Francia convirtió en ley la legalización de la eutanasia y el suicidio asistido tras una votación histórica en la Asamblea Nacional
En la Cámara baja se vivió un momento decisivo cuando, tras intensos meses de debate y desacuerdos, 291 diputados apoyaron la ley frente a 241 que se opusieron
InfobaeLa Asamblea Nacional de Francia votó y aprobó este miércoles la ley que legaliza tanto la eutanasia como el suicidio asistido para personas adultas con enfermedades incurables y sufrimientos graves. El texto superó la tercera y definitiva lectura en la Cámara baja, donde 291 diputados votaron a favor y 241 en contra, y cerró un proceso legislativo de más de un año, marcado por discusiones en el Senado, con mayoría conservadora.
El procedimiento exige que la solicitud se realice por escrito ante un médico, que deberá responder en un plazo máximo de 15 días tras consultar a otros profesionales. Si la petición se aprueba, el paciente deberá confirmar su decisión después de un periodo mínimo de reflexión de dos días.
La ley contempló la objeción de conciencia para el personal sanitario, pero el profesional que rechace participar tendrá la obligación de derivar al paciente a otro colega dispuesto a realizar el procedimiento.
El proyecto atravesó múltiples etapas parlamentarias: recibió en dos ocasiones el respaldo de la Asamblea Nacional y enfrentó dos rechazos del Senado, lo que obligó a sucesivas revisiones y negociaciones para alcanzar el consenso necesario.

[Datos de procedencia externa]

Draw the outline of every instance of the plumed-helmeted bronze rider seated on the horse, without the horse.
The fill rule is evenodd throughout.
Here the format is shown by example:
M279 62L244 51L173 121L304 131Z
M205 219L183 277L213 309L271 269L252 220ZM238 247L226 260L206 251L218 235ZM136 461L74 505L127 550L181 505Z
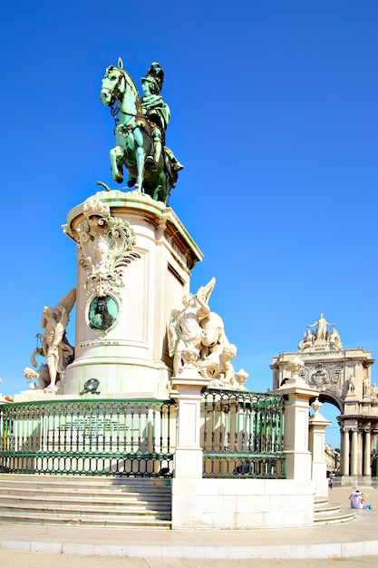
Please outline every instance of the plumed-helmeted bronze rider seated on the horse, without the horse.
M147 156L146 163L150 164L151 167L157 167L164 146L169 157L170 167L177 172L182 170L184 166L178 162L170 148L165 146L165 131L170 123L170 107L160 95L163 82L164 71L160 64L151 63L146 76L141 78L143 91L141 108L144 116L150 122L153 139L153 156Z

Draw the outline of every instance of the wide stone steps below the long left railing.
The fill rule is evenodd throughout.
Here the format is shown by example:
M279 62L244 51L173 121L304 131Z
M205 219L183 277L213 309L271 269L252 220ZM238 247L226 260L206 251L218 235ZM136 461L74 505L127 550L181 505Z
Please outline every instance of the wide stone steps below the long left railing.
M170 479L0 474L0 524L171 528Z

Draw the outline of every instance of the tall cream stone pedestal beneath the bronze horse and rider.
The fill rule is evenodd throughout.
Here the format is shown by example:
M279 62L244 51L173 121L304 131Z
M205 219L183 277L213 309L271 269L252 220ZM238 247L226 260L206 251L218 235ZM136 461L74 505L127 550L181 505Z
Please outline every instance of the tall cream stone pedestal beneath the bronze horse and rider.
M78 246L76 341L58 394L85 397L97 379L103 397L168 397L170 313L202 260L189 232L164 203L116 190L70 211L64 232Z

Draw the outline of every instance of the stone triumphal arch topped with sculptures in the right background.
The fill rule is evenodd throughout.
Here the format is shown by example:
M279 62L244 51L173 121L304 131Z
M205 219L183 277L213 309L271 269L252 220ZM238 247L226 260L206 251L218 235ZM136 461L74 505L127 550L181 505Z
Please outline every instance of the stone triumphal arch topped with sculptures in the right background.
M340 410L340 475L343 485L355 485L377 475L378 387L371 381L372 352L343 348L334 326L320 314L306 327L298 351L280 353L270 367L276 389L290 377L288 363L297 355L305 363L305 383L320 391L321 402Z

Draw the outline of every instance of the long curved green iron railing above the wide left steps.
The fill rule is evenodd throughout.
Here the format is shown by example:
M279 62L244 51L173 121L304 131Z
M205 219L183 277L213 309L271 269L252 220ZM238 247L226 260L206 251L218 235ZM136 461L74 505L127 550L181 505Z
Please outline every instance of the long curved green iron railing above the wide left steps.
M0 470L170 476L174 401L34 401L0 406Z

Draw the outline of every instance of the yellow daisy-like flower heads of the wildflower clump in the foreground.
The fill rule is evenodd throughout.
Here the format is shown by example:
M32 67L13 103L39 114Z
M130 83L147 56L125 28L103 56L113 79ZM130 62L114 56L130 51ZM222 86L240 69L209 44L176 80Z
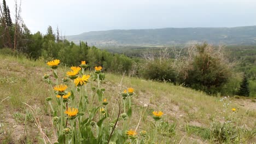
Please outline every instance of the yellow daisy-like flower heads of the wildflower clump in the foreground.
M56 69L60 64L60 60L59 59L54 59L53 61L50 61L47 64L52 69L54 69L55 73L56 73ZM82 61L81 64L79 65L79 67L71 67L70 68L71 71L67 71L66 75L68 76L69 79L73 80L73 83L74 83L75 86L81 87L83 85L86 85L86 83L88 83L88 81L90 79L90 75L84 75L84 70L85 70L86 67L88 67L86 62ZM79 76L79 71L80 70L82 70L82 76ZM98 76L98 81L99 81L100 75L102 74L101 70L102 70L101 66L95 67L95 74L97 74L97 76ZM48 79L48 77L49 77L49 75L45 75L44 79ZM92 75L92 77L94 77L94 75ZM98 87L100 87L99 82L98 82ZM61 113L66 113L68 118L73 119L73 118L77 117L79 111L78 111L78 109L76 109L74 107L73 108L68 107L67 101L68 101L69 97L71 96L71 92L67 92L66 91L67 88L68 88L67 85L63 85L63 84L58 85L57 84L57 86L54 86L53 89L56 91L56 94L57 94L56 97L60 98L61 101L63 100L64 103L66 103L66 111L65 112L62 111ZM132 95L134 95L134 94L135 94L134 89L131 88L131 87L129 87L127 89L124 89L124 91L120 93L120 95L123 96L124 113L122 113L122 117L124 118L124 120L126 120L126 118L128 116L127 113L129 112L129 111L127 113L125 112L125 100L127 98L129 98L129 101L128 101L129 102L129 110L131 111L131 98L132 98ZM101 101L102 101L102 105L104 105L105 107L104 108L100 107L100 113L101 113L101 115L104 115L105 113L107 113L108 100L106 98L104 98L103 100L101 99ZM61 105L62 104L63 103L61 102ZM80 108L79 108L79 110L80 110ZM235 110L232 109L232 111L235 111ZM153 111L152 113L153 113L153 118L155 119L155 121L158 121L159 119L162 118L162 115L164 115L164 113L162 111ZM80 112L79 112L79 115L80 115ZM126 121L124 121L124 123L126 123ZM66 129L67 130L64 130L64 131L70 131L70 129L68 129L68 128L66 128ZM126 127L124 128L124 130L126 130ZM129 139L137 139L136 130L130 129L130 130L126 131L125 134L129 137ZM147 135L147 131L142 130L139 134L141 136L145 137Z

La ley será ahora revisada por el Consejo Constitucional, instancia a la que el gobierno acudió por dudas sobre aspectos específicos del texto, como el plazo de reflexión de dos días y las condiciones aplicables a personas bajo tutela judicial. También se consultará sobre la compatibilidad entre la cláusula de conciencia de los profesionales sanitarios y el funcionamiento de centros médicos y sociales dedicados al final de la vida, que no aceptan acelerar la muerte pero tampoco recurren al encarnizamiento terapéutico.
PUBLICIDAD
La Iglesia católica francesa expresó su rechazo a la aprobación de la ley. Calificó la medida como una ruptura grave en la historia del país y advirtió sobre los cambios que implicaría en la relación con la vulnerabilidad, la discapacidad, la vejez y la enfermedad.
Macron, a través de un comunicado en redes sociales, destacó la importancia del debate democrático y agradeció a los parlamentarios el tono constructivo de la discusión. También reconoció el aporte de los ciudadanos, cuidadores y asociaciones que participaron en la convención ciudadana convocada para asesorar sobre el tema.
Por su parte, el presidente del Senado, Gérard Larcher, anticipó su intención de recurrir al Consejo Constitucional, lo que se sumó al proceso de revisión de la ley.
Hasta la votación de este miércoles, la legislación francesa permitía desde 2016 la sedación profunda y continua para enfermos terminales con un pronóstico de vida corto. La nueva norma sitúa a Francia entre los países de Europa que legalizaron, bajo determinadas condiciones, la eutanasia o el suicidio asistido, como Bélgica, Países Bajos y Suiza, además de Canadá y Uruguay.
El Gobierno espera que la intervención del Consejo Constitucional permita aclarar cualquier duda y garantizar que la aplicación de la ley respete plenamente los principios de dignidad humana y libertad personal. Con esta decisión legislativa, Francia culminó un largo periodo de debate social y parlamentario y redefinió el marco legal sobre el derecho a la muerte asistida en el país.